Presidente francês afirma que é necessário continuar e vencer a guerra, mas que não aumentará efetivo

Reuters,

15 de outubro de 2009 | 17h49

A França não enviará mais soldados ao Afeganistão e, no lugar de suas tropas, quer ver um exército afegão ampliado, disse Sarkozy em entrevista nesta quinta-feira, 15, ao jornal Le Figaro.

 

Já os Estados Unidos estão considerando enviar até 40 mil soldados a mais ao Afeganistão e tem incentivado seus aliados da OTAN a também reforçarem seus contingentes para combater os talebans.

 

Sarkozy disse ao jornal que manterá uma antiga promessa de não enviar mais soldados para a guerra no oriente Médio. "É necessário continuar no Afeganistão? Eu digo que sim. E ficar para vencer a guerra.

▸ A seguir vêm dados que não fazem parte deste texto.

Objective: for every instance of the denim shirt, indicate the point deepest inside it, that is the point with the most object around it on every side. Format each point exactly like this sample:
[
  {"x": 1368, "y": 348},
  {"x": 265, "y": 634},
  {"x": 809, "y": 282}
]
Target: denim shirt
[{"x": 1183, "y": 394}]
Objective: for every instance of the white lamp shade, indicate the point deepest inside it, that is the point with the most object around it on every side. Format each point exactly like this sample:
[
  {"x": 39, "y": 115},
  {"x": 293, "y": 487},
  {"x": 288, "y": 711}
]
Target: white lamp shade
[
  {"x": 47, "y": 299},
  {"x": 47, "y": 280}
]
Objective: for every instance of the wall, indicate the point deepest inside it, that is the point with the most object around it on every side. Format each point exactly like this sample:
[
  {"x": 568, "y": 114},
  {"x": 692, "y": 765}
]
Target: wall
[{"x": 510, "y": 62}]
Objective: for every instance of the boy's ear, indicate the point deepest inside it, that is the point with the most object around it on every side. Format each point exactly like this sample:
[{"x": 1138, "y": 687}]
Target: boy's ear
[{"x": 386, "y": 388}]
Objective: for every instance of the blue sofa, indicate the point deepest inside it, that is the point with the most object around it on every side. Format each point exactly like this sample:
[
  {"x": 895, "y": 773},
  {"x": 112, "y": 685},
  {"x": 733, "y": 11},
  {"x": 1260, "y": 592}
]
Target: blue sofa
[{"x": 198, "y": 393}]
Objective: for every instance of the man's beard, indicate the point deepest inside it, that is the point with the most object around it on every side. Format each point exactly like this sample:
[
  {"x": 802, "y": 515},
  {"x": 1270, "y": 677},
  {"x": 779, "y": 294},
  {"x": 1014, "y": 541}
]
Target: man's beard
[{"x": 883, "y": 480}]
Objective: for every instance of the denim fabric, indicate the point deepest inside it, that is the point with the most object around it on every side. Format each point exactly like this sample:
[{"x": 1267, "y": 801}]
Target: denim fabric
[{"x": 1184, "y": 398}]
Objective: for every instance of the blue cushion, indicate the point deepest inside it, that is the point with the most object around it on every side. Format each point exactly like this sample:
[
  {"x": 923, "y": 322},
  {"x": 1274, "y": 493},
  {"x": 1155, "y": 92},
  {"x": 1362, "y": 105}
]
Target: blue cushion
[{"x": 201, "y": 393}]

Se formos embora, o Paquistão, que é um potência nuclear, se verá ameaçado. Mas a França não enviará nenhum soldado a mais", garantiu o presidente francês.

 

As forças ocidentais têm sido postas à prova por um crescente número de vítimas no Afeganistão, onde a violência chegou ao nível mais alto desde que os talebans foram expulsos do governo, no final de 2001.

 

Mais de 40 países já enviaram, sob o estandarte da OTAN, tropas para combater na guerra. Grã Bretanha, Alemanha. França, Itália e Polônia são os maiores colaboradores da Europa. Juntos, enviaram um total de 21 mil soldados. A França tem um pouco mais de 3 mil soldados no Afeganistão.

 

O efetivo americano já aumentou e espera-se que até o final do ano, 68 mil soldados do exército dos EUA estejam combatendo na guerra.